Can you switch later from VAT-only to full bookkeeping software?

Yes, and many businesses do. VAT-only adoption can be a stepping stone. A common path is:

Start with bridging software and spreadsheets to satisfy MTD for VAT.

Over time, realise that the spreadsheet process is getting more complex, or transaction volume is increasing.

Move to a full bookkeeping package and migrate data, often at the start of a new VAT period or financial year.

If you think you may switch later, it’s worth keeping your VAT records well-structured now. Clean VAT coding, consistent transaction categories, and tidy reconciliations will make any future migration easier.

How to keep a VAT-only setup compliant and low-stress

If you want to use MTD software just for VAT, aim for a process that is simple, repeatable, and controlled. Here are practical habits that help.

Keep one “master” VAT workbook per VAT registration, and avoid multiple versions floating around. Use a consistent naming convention by period.

Design your workbook so that VAT box totals are generated by formulas, imports, or structured tables rather than manual typing. The fewer manual steps, the fewer errors.

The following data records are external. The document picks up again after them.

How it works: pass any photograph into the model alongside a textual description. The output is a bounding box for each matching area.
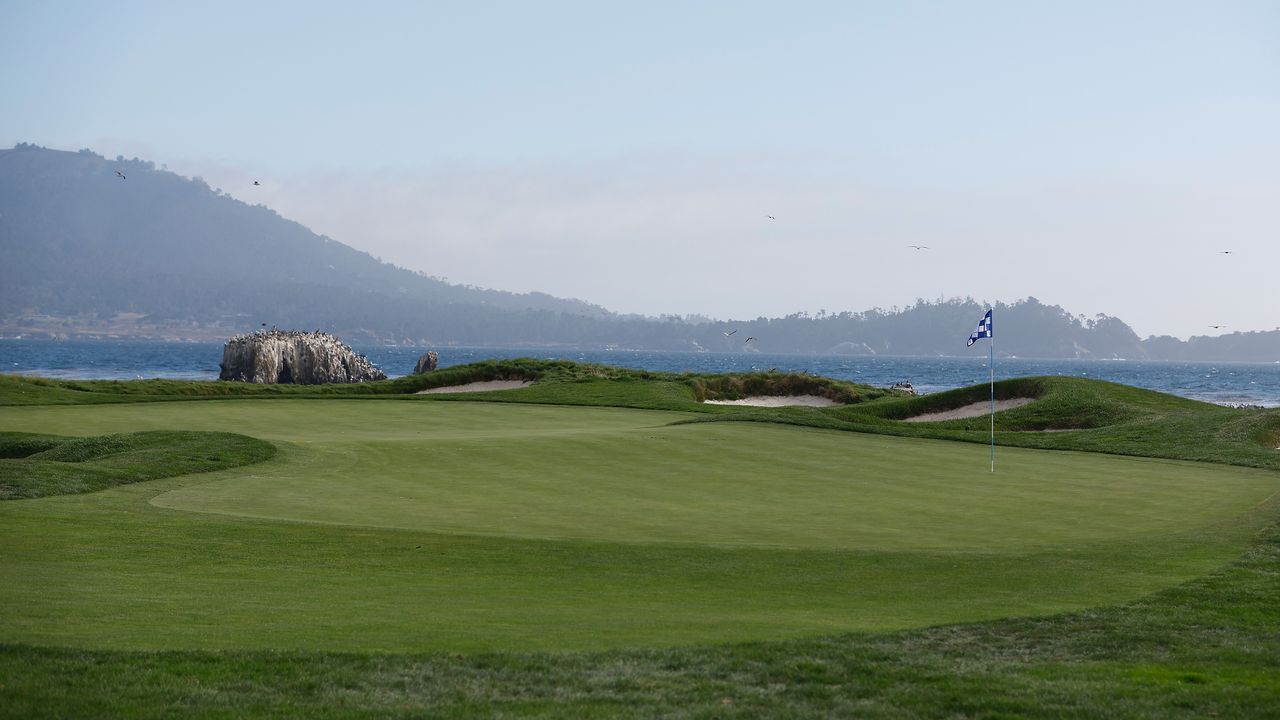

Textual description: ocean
[0,338,1280,407]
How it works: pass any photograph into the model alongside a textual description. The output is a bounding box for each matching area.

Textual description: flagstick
[987,311,996,473]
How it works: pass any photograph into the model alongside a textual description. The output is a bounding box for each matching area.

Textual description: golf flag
[965,310,992,347]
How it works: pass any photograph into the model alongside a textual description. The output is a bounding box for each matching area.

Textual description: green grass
[0,430,275,500]
[0,361,1280,717]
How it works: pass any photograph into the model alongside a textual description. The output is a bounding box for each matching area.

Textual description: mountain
[0,143,1280,361]
[0,145,609,337]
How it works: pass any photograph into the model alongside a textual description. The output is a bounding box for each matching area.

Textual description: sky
[0,0,1280,338]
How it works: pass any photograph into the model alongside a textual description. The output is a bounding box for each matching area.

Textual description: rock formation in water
[218,328,387,384]
[413,350,440,375]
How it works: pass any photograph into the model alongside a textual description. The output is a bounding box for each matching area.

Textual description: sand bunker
[703,395,840,407]
[905,397,1036,423]
[417,380,534,395]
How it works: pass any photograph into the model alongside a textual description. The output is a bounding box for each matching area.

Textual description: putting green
[0,400,1280,650]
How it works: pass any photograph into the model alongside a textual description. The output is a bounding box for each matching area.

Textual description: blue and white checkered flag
[965,310,991,347]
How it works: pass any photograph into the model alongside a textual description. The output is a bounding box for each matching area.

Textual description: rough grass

Document any adjustments in a dedicated tab with dates, descriptions, and amounts. Tie these adjustments to source documents or explanations.

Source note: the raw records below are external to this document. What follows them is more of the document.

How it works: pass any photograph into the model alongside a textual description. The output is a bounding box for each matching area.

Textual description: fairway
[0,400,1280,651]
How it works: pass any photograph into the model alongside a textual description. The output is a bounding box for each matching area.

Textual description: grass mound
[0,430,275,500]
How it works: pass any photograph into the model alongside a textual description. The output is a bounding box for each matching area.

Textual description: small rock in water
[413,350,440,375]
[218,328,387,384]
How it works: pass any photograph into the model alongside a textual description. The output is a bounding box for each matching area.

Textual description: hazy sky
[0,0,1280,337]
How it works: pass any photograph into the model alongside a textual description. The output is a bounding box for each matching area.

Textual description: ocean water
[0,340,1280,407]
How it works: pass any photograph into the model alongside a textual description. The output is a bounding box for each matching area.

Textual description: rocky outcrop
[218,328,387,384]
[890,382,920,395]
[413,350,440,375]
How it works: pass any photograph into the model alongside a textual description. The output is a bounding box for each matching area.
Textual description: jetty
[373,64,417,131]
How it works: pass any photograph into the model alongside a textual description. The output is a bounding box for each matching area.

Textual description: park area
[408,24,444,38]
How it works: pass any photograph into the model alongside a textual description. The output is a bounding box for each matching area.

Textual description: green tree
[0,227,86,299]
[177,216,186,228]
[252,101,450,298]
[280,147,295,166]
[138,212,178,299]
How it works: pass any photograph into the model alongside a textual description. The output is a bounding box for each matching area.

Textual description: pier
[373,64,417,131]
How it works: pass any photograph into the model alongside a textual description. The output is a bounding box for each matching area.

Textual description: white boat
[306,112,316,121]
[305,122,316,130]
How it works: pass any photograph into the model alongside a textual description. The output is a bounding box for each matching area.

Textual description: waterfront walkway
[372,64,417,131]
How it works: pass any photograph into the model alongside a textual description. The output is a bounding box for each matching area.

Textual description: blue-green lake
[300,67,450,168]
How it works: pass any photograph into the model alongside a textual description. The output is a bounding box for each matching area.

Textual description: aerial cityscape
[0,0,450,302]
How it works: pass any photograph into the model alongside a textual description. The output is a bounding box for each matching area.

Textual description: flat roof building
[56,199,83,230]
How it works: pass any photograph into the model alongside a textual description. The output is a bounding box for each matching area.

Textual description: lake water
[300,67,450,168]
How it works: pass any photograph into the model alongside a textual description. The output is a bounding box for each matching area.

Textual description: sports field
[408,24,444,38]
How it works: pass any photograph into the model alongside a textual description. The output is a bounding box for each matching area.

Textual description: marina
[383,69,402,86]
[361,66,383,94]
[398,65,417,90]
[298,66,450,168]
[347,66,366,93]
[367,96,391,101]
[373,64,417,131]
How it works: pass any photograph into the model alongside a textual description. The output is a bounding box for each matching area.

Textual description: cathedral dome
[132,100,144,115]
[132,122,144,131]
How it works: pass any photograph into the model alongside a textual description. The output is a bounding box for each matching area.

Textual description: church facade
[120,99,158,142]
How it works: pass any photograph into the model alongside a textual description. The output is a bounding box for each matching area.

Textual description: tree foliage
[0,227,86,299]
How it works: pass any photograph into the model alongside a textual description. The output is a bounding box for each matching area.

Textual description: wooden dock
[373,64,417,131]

Run a reconciliation checklist each period. Even a short checklist can catch a lot: compare sales totals to your invoicing system, reconcile the VAT control totals, and review variances.

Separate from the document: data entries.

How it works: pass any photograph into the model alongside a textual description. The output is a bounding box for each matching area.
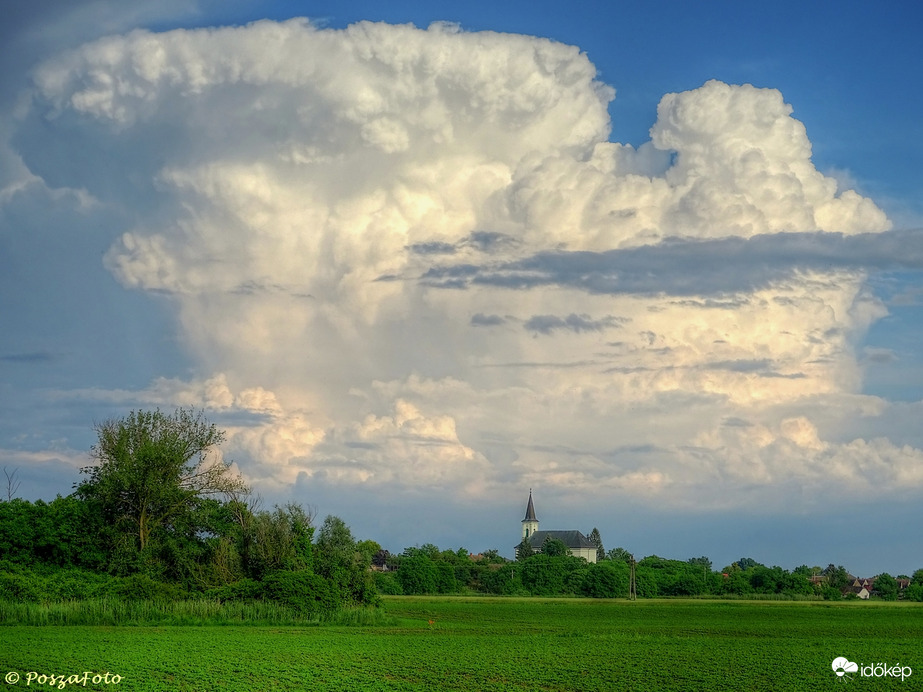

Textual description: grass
[0,597,923,691]
[0,598,390,627]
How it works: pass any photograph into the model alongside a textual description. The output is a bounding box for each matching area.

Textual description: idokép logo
[831,656,913,682]
[833,656,859,680]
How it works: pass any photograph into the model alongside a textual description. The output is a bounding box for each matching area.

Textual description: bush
[205,579,263,602]
[113,574,187,601]
[263,570,343,615]
[372,572,404,596]
[0,571,43,602]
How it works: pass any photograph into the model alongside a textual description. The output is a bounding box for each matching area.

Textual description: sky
[0,0,923,576]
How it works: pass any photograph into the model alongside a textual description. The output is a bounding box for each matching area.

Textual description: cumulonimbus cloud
[19,20,923,502]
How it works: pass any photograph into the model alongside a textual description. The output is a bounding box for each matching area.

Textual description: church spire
[523,488,538,521]
[522,488,538,538]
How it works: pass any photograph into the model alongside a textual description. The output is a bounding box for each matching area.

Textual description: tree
[0,466,21,502]
[397,552,438,595]
[542,536,570,557]
[589,526,606,562]
[821,563,851,591]
[872,572,898,601]
[516,538,535,560]
[606,548,632,564]
[77,409,245,551]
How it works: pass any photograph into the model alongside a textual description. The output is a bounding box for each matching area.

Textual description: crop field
[0,597,923,692]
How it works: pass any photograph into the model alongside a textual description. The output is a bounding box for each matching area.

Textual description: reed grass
[0,598,391,627]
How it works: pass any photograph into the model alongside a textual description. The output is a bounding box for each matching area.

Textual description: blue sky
[0,0,923,575]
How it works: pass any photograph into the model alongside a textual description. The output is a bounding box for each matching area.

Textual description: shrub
[263,570,342,615]
[373,572,404,596]
[205,579,263,602]
[113,574,187,601]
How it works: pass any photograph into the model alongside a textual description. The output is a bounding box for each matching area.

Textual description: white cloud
[14,21,923,504]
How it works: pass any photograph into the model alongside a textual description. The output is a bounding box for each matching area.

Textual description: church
[522,490,596,562]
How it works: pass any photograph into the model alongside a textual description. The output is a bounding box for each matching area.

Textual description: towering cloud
[20,21,923,504]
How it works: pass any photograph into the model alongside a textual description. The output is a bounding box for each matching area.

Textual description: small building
[522,490,596,562]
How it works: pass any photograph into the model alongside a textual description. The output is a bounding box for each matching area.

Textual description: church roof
[529,531,596,550]
[523,490,538,521]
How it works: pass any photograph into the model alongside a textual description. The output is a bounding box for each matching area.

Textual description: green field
[0,597,923,691]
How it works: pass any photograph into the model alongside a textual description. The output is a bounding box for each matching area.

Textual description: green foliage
[606,548,632,564]
[542,536,570,557]
[516,538,536,560]
[521,553,586,596]
[113,574,188,601]
[372,572,404,596]
[582,560,631,598]
[873,572,898,601]
[436,562,458,593]
[587,526,606,562]
[204,579,263,602]
[263,570,343,615]
[76,409,245,578]
[397,553,438,595]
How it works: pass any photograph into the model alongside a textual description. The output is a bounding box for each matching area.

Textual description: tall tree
[77,409,245,551]
[587,526,606,562]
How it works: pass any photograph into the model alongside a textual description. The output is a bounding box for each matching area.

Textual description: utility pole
[628,555,638,601]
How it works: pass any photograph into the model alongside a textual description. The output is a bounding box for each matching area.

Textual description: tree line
[375,533,923,601]
[0,409,378,615]
[0,409,923,615]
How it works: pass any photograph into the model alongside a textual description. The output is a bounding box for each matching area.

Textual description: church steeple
[522,488,538,538]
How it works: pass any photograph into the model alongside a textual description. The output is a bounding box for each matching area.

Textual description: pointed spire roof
[523,488,538,521]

Store submission receipts and VAT workings together. If you ever need to revisit a quarter, you’ll be glad everything is in one place.

Set internal deadlines ahead of the filing deadline. VAT Returns are stressful when everything happens at the last minute. Build a buffer so you have time to correct issues before submission.

What if you’re registered for VAT but below the threshold?

Some businesses are voluntarily registered for VAT even if their taxable turnover is below the compulsory registration threshold. If MTD for VAT applies to your VAT registration, you still need to submit VAT Returns via MTD-compatible software, regardless of why you are registered.

For voluntarily registered businesses, VAT-only software is often a good fit. The transaction volume may be manageable in spreadsheets, and the main requirement is simply to file correctly and on time. Just ensure your VAT records are kept digitally and that your VAT Return figures can be traced back to those records.

What about other taxes—does VAT-only MTD affect them?

Using MTD software for VAT does not automatically mean you are using MTD for other taxes. VAT and other tax regimes can have different timelines and requirements. In practice, many businesses adopt digital tools in stages, starting with VAT because it is frequent and compliance-driven.

That said, once you have a digital workflow for VAT, you may find it easier to digitise other parts of your finance process too. But that is a business decision, not an automatic requirement of using MTD software for VAT submissions.

Answering the question directly

So, can you use Making Tax Digital software just for VAT? In most situations, yes. Many businesses use bridging software or limited-scope accounting software purely to submit VAT Returns through the MTD route, while keeping their broader bookkeeping and finance processes unchanged.

The key is to remember that VAT-only doesn’t mean “do everything manually and just press send in a tool.” You still need a sensible digital record-keeping approach and a coherent digital journey from your records to the VAT Return submission. If you can achieve that—often through well-designed spreadsheets and bridging software—then a VAT-only MTD setup can be compliant, cost-effective, and surprisingly straightforward.

If you’re aiming for the lightest possible touch, focus on building a controlled VAT process: digital records, minimal manual steps, clear adjustments, and good reconciliation. Do that, and you can keep your existing systems while meeting your VAT obligations through MTD software—without turning your whole finance function upside down.